Las leyendas internacionales y del Celta deleitaron a Balaídos

Excélticos ganaron a una selección de estrellas en un partido más melancólico que deportivo que gustó al celtismo

Publicado: 31 ago 2023 - 02:07 Actualizado: 01 sep 2023 - 08:35
Los jugadores de los dos equipos, las leyendas del Celta y el combinado de estrellas internacionales, en el posado conjunto antes de iniciar el partido.
Los jugadores de los dos equipos, las leyendas del Celta y el combinado de estrellas internacionales, en el posado conjunto antes de iniciar el partido.

Los partidos de exfutbolistas tienen un poco de reencuentro de exalumnos, pero con público. Concretamente, con más de 15.000 celtistas que se citaron anoche en Balaídos para un encuentro de antiguos jugadores del Celta midiéndose a antiguos jugadores de otros equipos, especialmente del Real Madrid. No en vano, fue Míchel Salgado el encargado de organizar un evento que se encuadra dentro de los actos del centenario.

Hubo preludio, publicitado de forma tardía y que, por lo tanto, no contó con el favor del celtismo, que sí estuvo cuando el balón tenía que empezar a rodar. Los exjugadores, que ya llevaban horas -algunos días- compartiendo pareceres y recuerdos, se vistieron de corto para dar un espectáculo no deportivo, sino melancólico. No supone tantas pasión, pero sí bastante más cariño.

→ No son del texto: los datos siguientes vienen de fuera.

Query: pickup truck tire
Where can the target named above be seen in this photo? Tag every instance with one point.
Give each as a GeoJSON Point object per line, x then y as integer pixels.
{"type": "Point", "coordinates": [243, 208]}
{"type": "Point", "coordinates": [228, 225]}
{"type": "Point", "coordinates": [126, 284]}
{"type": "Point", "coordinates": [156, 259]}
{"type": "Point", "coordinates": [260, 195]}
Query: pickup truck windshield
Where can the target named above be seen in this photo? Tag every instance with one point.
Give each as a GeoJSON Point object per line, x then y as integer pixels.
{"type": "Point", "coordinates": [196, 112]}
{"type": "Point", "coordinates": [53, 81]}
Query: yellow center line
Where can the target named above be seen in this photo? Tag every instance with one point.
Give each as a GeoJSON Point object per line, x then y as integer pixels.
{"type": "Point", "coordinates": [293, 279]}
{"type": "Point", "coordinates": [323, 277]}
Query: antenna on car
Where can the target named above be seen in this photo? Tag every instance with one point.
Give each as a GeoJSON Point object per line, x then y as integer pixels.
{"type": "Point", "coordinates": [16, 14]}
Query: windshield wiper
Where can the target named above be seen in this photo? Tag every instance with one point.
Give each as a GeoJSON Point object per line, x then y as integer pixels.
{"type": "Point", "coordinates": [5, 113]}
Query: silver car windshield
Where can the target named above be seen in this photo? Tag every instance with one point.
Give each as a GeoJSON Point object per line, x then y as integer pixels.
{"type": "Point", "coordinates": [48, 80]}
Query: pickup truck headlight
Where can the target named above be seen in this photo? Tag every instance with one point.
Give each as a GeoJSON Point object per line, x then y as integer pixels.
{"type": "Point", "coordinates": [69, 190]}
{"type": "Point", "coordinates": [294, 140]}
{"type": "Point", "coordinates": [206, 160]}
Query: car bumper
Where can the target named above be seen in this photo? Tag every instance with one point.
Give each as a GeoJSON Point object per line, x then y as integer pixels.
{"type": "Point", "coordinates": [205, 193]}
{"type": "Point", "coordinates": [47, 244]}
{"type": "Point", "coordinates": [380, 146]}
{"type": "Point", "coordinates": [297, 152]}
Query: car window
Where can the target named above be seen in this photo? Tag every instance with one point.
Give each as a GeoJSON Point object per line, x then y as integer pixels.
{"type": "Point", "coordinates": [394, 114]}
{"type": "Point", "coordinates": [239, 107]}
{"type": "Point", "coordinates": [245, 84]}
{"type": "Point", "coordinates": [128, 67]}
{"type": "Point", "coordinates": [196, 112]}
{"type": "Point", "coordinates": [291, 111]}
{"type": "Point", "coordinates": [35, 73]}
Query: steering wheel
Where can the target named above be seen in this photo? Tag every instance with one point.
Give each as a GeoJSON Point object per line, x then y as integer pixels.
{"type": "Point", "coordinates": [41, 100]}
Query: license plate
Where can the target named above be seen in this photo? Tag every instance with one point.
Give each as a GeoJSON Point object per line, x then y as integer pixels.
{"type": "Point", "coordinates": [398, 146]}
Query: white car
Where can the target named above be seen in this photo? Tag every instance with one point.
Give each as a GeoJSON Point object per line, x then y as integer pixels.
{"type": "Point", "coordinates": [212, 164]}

Y la verdad es que siempre entretiene tratar de buscar en un rostro de años aquel que tenía con menos décadas encima. Y entrever gestos, toques y carreras -los menos- de aquellos en estos. No es un trabajo arqueológico, pero algo de museístico sí tiene para aquellos más sentidos, que tienen en sus retinas imágenes del pasado.

La cercanía o lejanía con la retirada -de los presentes, sólo Álex López sigue en activo- marcaba en gran medida el estado físico. Aunque, sobre todo en los All Star, había muchos casos excepcionales. Como el de Morientes, autor de tres goles; o el de Figo, que fue quien comandó junto a Trezeguet -otro viejoven-, el 0-3 inicial. Claro que el portugués acabó marchándose porque la afición acompañaba con pitos sus apariciones.

Daba igual, lo importante era ver a Maté en portería, a Mazinho repartiendo pases, a Gudelj oteando el gol, a Juan Sánchez revolucionando el partido, a Amarildo buscando el gol con clase, a Augusto Fernández y Fabián Orellana ejerciendo de jóvenes, a Patxi Salinas descamisado, a Jorge Otero corriendo la banda o a Vicente con el brazalete de capitán. No fue una noche cualquiera. No fue sólo un reencuentro de exalumnos. Fue memoria viva.